Além do apoio do PL, Sergio Moro conta, neste momento, com o respaldo político do Podemos e do Novo, ampliando sua base de sustentação para a campanha eleitoral. O empresário Edson Vasconcelos, escolhido para compor a chapa como vice-governador, também participa diretamente da elaboração do plano de governo que será apresentado oficialmente ao longo da campanha.
A candidatura de Moro tornou-se viável após sua filiação ao Partido Liberal, em março deste ano. O senador deixou o União Brasil em meio a divergências internas envolvendo a federação partidária com o Progressistas (PP), cenário que dificultava a construção de sua candidatura ao Governo do Paraná. A mudança de legenda permitiu sua integração ao projeto político do PL no estado e fortaleceu o palanque presidencial de Flávio Bolsonaro (PL) na disputa nacional.

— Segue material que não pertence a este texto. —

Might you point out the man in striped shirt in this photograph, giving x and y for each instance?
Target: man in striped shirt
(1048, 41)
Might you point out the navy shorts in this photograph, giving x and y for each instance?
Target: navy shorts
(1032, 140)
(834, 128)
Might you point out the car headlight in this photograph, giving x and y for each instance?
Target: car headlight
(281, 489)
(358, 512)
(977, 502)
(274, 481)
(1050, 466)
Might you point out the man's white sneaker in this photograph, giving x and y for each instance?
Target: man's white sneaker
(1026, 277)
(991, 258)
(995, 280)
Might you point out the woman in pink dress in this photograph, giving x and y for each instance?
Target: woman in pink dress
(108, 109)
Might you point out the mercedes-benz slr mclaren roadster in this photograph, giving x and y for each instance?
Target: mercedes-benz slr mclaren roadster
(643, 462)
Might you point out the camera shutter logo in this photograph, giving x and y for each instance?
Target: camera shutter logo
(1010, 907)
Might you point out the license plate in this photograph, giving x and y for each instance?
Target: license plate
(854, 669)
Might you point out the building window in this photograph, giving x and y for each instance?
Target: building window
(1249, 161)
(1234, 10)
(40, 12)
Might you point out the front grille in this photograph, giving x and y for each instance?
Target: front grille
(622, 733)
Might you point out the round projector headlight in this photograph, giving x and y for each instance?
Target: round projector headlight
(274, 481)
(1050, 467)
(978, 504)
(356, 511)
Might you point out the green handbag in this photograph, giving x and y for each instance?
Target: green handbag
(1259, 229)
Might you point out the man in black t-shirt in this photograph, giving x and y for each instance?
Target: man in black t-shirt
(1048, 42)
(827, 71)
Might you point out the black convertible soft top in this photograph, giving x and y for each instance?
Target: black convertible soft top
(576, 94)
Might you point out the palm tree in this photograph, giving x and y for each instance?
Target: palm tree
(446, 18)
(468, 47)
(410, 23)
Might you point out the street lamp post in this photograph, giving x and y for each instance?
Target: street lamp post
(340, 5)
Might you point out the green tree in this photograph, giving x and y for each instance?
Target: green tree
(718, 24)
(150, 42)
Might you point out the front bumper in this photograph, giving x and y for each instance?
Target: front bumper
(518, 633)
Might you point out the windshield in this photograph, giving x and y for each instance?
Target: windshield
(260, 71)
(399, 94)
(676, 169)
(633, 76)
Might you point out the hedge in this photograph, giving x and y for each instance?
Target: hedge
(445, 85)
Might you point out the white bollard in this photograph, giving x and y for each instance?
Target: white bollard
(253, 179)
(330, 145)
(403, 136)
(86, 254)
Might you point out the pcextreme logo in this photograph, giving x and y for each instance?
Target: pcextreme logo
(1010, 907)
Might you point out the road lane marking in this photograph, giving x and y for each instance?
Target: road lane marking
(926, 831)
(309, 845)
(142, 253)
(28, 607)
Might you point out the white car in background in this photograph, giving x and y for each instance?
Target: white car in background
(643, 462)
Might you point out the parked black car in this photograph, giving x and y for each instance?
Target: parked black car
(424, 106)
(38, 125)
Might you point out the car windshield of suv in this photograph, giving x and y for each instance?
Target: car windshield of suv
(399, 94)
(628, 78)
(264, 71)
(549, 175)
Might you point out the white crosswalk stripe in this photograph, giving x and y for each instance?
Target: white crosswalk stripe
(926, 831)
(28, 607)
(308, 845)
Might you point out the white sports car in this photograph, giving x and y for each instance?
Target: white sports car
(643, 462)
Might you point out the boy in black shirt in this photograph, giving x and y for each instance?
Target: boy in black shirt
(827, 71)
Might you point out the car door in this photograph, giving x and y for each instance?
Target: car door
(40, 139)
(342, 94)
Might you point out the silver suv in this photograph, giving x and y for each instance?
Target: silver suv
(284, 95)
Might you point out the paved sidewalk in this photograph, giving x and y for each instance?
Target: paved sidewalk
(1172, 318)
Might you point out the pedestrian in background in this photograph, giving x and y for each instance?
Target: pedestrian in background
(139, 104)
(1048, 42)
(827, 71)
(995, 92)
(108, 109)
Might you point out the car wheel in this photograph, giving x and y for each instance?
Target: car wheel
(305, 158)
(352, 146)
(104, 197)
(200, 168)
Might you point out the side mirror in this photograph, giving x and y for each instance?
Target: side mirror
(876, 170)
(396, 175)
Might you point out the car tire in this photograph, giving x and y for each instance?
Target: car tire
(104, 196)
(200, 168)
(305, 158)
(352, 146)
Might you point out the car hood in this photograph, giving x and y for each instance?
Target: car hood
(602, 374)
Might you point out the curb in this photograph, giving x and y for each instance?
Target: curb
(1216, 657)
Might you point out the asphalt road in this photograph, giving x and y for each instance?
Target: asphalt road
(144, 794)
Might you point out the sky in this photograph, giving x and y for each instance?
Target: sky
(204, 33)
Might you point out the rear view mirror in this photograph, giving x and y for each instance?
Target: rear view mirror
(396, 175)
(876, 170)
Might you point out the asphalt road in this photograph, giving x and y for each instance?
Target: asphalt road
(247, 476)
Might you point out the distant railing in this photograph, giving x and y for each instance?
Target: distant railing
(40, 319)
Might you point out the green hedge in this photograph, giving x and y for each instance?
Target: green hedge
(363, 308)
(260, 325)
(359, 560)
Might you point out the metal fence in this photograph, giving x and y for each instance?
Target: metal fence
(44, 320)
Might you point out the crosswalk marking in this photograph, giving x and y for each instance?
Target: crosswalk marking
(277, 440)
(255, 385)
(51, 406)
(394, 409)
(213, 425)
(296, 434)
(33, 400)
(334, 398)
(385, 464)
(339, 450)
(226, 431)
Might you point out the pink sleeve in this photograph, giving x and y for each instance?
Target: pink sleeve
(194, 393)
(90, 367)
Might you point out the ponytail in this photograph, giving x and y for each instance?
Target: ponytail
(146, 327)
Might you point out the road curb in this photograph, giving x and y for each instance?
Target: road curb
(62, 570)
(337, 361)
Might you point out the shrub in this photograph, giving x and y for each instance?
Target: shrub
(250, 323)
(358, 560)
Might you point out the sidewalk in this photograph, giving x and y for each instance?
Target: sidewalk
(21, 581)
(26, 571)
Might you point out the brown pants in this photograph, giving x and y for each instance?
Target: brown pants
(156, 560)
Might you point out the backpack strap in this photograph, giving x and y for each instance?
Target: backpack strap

A entrada de Sergio Moro no Partido Liberal também simboliza uma reaproximação com o grupo político do ex-presidente Jair Bolsonaro. Em 2018, Moro deixou a magistratura para assumir o Ministério da Justiça e Segurança Pública no início do governo Bolsonaro, cargo que ocupou entre janeiro de 2019 e abril de 2020.
A saída do ministério ocorreu após divergências envolvendo a substituição do então diretor-geral da Polícia Federal e a exoneração do superintendente da corporação no Rio de Janeiro, Maurício Valeixo. Na época, Moro afirmou que a decisão representava uma tentativa de interferência política na Polícia Federal, episódio que provocou forte desgaste entre os dois e culminou em seu desligamento do governo.
Após deixar o Executivo federal, Sergio Moro buscou viabilizar uma candidatura à Presidência da República e passou a fazer críticas públicas ao então presidente Jair Bolsonaro. Durante esse período, afirmou que Bolsonaro havia rompido compromissos assumidos durante a campanha eleitoral, questionou declarações do ex-presidente e chegou a mencionar investigações relacionadas ao caso das chamadas “rachadinhas”, que envolviam o senador Flávio Bolsonaro.
Anos depois, entretanto, o cenário político mudou significativamente. A filiação de Moro ao PL marca uma nova etapa de sua trajetória política, agora alinhado ao projeto eleitoral da legenda e integrando a estratégia nacional do partido para as eleições de 2026. A campanha deverá concentrar esforços em temas como segurança pública, combate à corrupção, desenvolvimento econômico e modernização da gestão estadual, pautas que tradicionalmente acompanham o discurso político do senador.
Com o início oficial da campanha, o Paraná se prepara para uma das disputas estaduais mais acompanhadas do país, reunindo nomes de forte expressão política e alianças que prometem influenciar também o cenário nacional.